Centrioles are cylindrical or barrel-shaped cell organelles that help animal cells copy themselves. Centriole also plays a vital role in the cell cycle and other cell developmental processes. It plays a crucial role in several cellular processes, including cell division regulation and cytoskeletal organisation. Centriole structure is constituted by a protein known as tubulin.
Structure of the Centriole
Centrioles are composed of nine sets of triplet microtubules. These microtubules are arranged in a circle, with each triplet consisting of three microtubules.
- These triplet microtubules are connected via connecting fibres.
- These fibres help maintain the structural integrity and stability of the centriole.
- These connecting fibres provide support and maintain the cylindrical shape of the centriole.
- Some organisms are exceptions to this conformation, for example, the embryos of Drosophila melanogaster and C. elegans.
- In Drosophila melanogaster, nine pairs of microtubules form instead of triplets, while the early embryos and sperm cells of C. elegans contain nine individual microtubules.
Characteristics of the Centriole
Characteristics of Centrioles are given below:
- Centrioles produce spindle fibres that bind to the centromeres of chromosomes, facilitating the separation of sister chromatids to opposite cell poles during the anaphase stage of mitosis.
- Centrioles are cylindrical or barrel-shaped cell organelles that have essential roles in the formation of centrosomes, cilia, and flagella. A Belgian embryologist, Edouard van Beneden, discovered centrioles in the late 19th century. He was studying the eggs of marine invertebrates when he observed these structures.
- In animal cells, centrioles are usually present in pairs; this pair is located within a centrosome. Within the centrosome, the centrioles are angled perpendicular to each other. The cells undergo division via mitosis, where the centrioles form areas that are responsible for the formation of the mitotic spindle.
Function of the Centriole
Centrioles play essential roles in various cellular processes. Some of the main functions of centrioles include:
- Centrioles aid in microtubule formation, vital for the cytoskeleton. Microtubules maintain cell shape and support intracellular transport.
- Centrioles play a crucial role in forming cilia and flagella. Cilia are short, hair-like structures on the cell surface, while flagella are longer, whip-like extensions.
- Centrioles assist in spindle fibre formation for cell division, separating chromosomes into daughter cells.
- In cells with cilia or flagella, centrioles serve as basal bodies, anchoring and supporting the growth of these structures.
- The centrosome, containing centrioles, organises cellular components by developing microtubules, crucial for intracellular transport and positioning.
Replication of the Centriole
Centriole replication occurs in the S-phase of cell division and helps in the formation of the mitotic spindle fibres. These fibres are an essential component of cell division as they help in the segregation of chromosomes.
The steps involved in centriole replication are:
- Initiation: In the S phase of the cell cycle, DNA replication occurs.
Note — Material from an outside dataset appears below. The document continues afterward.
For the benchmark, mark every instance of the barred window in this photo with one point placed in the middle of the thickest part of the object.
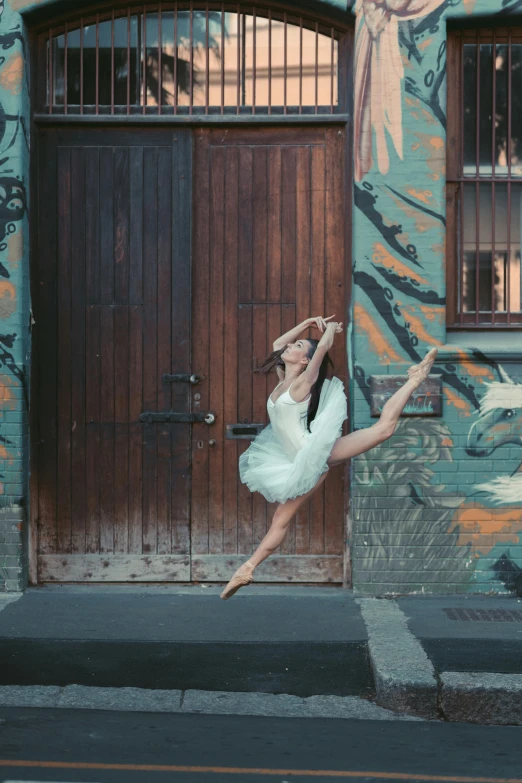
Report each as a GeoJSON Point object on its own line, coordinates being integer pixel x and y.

The duplication of the centriole is coordinated with DNA replication to make sure cell division occurs properly.
- Duplication: In this phase, the centriole duplicates to form a new centriole adjacent to it. This results in the centrosome, which contains two centrioles.
- Elongation: Certain proteins help in the assembly of centrioles, and the polymerisation of tubulin helps in the formation of microtubules. The centrioles elongate, resulting in a cylindrical shape.
- Maturation: As the centrioles mature, they become capable of acting as MTOCs (Microtubule Organizing Centers).
- Cell division: After maturation, the centrioles help in the proper arrangement of the mitotic spindle apparatus, thus enabling proper chromosome segregation during mitosis and meiosis. During cell division, centrioles in animal cells move to the opposite pole and help in the formation of spindles.
- Regulation: This whole process of centriole replication is governed by certain checkpoints in the cell cycle and various regulatory proteins. Any disruption in centriole replication can lead to genomic instability, thus resulting in diseases like cancer.